With their league campaign stumbling into mid-table mediocrity and struggling to find the back of the net, Watford's season looked all but over until they saw off Arsenal in the FA Cup on Sunday afternoon.
In 2015, Odion Ighalo was one of English football's hottest prospects. Banging in goals in both the Championship and Premier League, the Nigerian was in the top five players of most goals in English football last year.
Yet in 2016 he had only scored two goals looking bereft of confidence before the Arsenal encounter. The striker was still getting into the right areas and having chances but could not seem to hit the back of net, failing to score since the end of January. Watford fans were hoping he could somehow grab a goal against the Gunners and he did just that with a fine finish after looking back to this best, putting the Arsenal defence under pressure all game long.
The deadly duo strike back
Watford's success in both the Championship and the first half of their Premier League campaign this season was built largely on the strike partnership of Ighalo and captain Troy Deeney. The grafter has spent much of this season with his back to goal, scrapping for pieces between opposition defences and midfield. Deeney lacks the pace to beat a number of Premier League defenders and has to rely on his physical presence and game knowledge to create openings.

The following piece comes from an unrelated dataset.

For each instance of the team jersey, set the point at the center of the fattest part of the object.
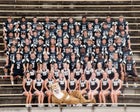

Arguably the number 10 in the partnership, Deeney to Ighalo has been one of the most common forms of scoring in the league this season. Yet in recent weeks the captain had appeared frustrated as he failed to receive the service in return as Ighalo attempted to end his bad run of form in front of goal. Though any bad feeling was certainly put to one side against Arsenal, as that combination forged again, with Deeney flicking the ball on for his partner's opening goal.
Greater contribution from midfield
Part of the recent problems for Watford in their latest games was the lack of contribution to goals from midfield. The Hornets do not have a midfielder who is willing to break past the strikers and get into the box on regular occassions, causing Ighalo and Deeney to shoulder most of the scoring duties.
Ben Watson is a creative force but tends to sit deep, causing Ighalo and Deeney to have to feed off passes too far from the opposition goal. Nordin Amrabat provides width and trickery but is struggling to produce consistent form in the Premier League. The most likely midfield goal threat had come from box-to-box midfielders Etienne Capoue and Valon Behrami, though the former had looked jaded recently and the latter out of form.
Yet the Watford midfield were up for the Cup as they played the perfect performance. As they have done well all season, they offered invaluable protection to the back four, before springing forward at every opportunity in an attempt to break a nervy Arsenal who had seen their season unravel in recent weeks. A brilliant midfield display was capped off by Adlene Guedioura's wonder strike to seal their semi-final berth.
Luck and bravery entwined
Sometimes an out of form team simply just need a run of luck and that is what Watford got against Arsenal. The Gunners could not take their opportunities in the first half and Danny Welbeck missed a golden chance to send the match to a replay. Though Watford certainly earned their luck, as a defence marshalled by the returning Craig Cathcart put their bodies on the long to help Quique Sanchez Flores' team to Wembley.